Not surprisingly, almost everyone is focused on the seismic events unfolding in the Middle East. But, unlike Americans, the Brits with whom I've spoken are passionate about the plight of Libyan dictator, Col. Muammar el- Qaddafi. Brits are not only mesmerized by the unfolding events; they're taking it personally. Why? Because no one has forgotten Qaddafi's role in the downing of Pan Am flight 103. Lockerbie_1819219c    

I found that visceral response fascinating since I've yet to hear it mentioned in any American news coverage of the turmoil in Libya. Nor have I heard a single American mutter, 'Remember Lockerbie!' as so many Brits have (note to Millennial readers: In 1988, terrorists placed a bomb on Pan Am flight 103 which detonated over the town of Lockerbie, Scotland. Some 275 passengers, crew and people on the ground were killed: 189 were Americans and 49 were Brits).

So, why the dichotomy between Brits and Yanks? I think the answer is obvious. We Americans are much more insular. We care more about the white dress Lindsay Lohan wore to her latest court hearing and Charlie Sheen's latest, nonsensical outbursts than we do about what's going down in the Middle East.

British coverage is simply more global in its outlook. They'll cover the upcoming William and Kate wedding to be sure, but world events dominate the news. And, Brits also have a sense of history. They remember the past, despise Qaddafi for his ordering the downing of Flight 103 and eagerly await a similar fate for the murderous despot.

The common man's take on global events says a great deal about his country's image and reputation. The average American's knowledge of Libya is cursory at best; our collective memories of Lockerbie virtually nonexistent. And, that is one reason why we continue our slow, but steady, decline. As other societies obsess about what's happening around the world, we Yanks stay focused on Hollywood, health care and who's being cast for the next edition of 'Dancing with the stars.' It's frustrating to witness and scary to contemplate the long-term implications.
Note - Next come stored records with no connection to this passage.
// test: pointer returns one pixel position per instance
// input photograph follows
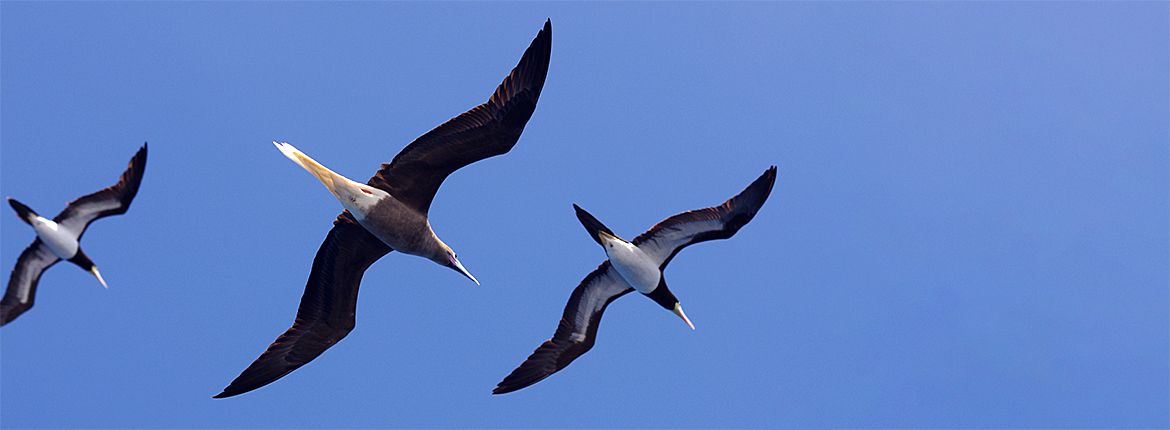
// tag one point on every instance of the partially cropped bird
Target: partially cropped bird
(390, 213)
(60, 238)
(635, 265)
In the meantime, I'll line up alongside the average Brit and remind you to 'Remember Lockerbie!'

8 thoughts on “Remember Lockerbie

  1. You’re 100 percent correct, Ken. There was something fishy about that Scottish move. Maybe Nessie pulled some strings.

  2. RepMan,
    Like you, I’m an Anglophile. Love the Scots too. But I think it’s worth noting that one of the masterminds of the Lockerbie tragedy is free in Libya, due to a Scottish judge letting him go, because this terrorist’s death was “imminent.” And this was how many months ago? Of course, this had nothing to do with Libyan oil…
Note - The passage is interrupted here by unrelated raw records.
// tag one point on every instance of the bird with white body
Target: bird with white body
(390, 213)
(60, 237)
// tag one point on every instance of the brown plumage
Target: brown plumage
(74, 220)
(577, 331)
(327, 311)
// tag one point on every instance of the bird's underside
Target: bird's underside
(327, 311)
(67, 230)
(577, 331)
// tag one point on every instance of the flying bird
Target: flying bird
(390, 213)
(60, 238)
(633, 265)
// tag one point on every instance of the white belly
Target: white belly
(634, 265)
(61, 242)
  3. I think this is a great point – I’ve heard a little bit about lockerbie in regards to libya and moammar (we are on a first name basis as it were)
    Americans need to be more aware of the world and less interested in huckabee slamming portman and stupid charlie sheen. How is that news? and why do we KEEP seeing it on EVERY major news channel? it’s ridiculous

  4. Valid points to be sure, Greg. I think Chris’s POV was less about Lockerbie and more about the UK’s far more expansive world view. From a news coverage standpoint, Britain is the antithesis of America. There’s a tremendous thirst for knowing what’s happening elsewhere. We, on the other hand, are incredibly myopic.

  5. I think it’s a great subject, Chris, but I think most Americans have a tendency to forget about the past especially when there have been other circumstances more current such as 9-11. How many of us are historians? Plus, 9-11 happened on our soil. Sure, we lost precious lives. Much like the Iraq and Afghanistan wars, for instance. After awhile, though, the general public take it with a grain of salt.
    How many people talk about the astronauts that perished on the Challenger mission in 1986? Unless it’s an anniversary, it’s probably long forgotten.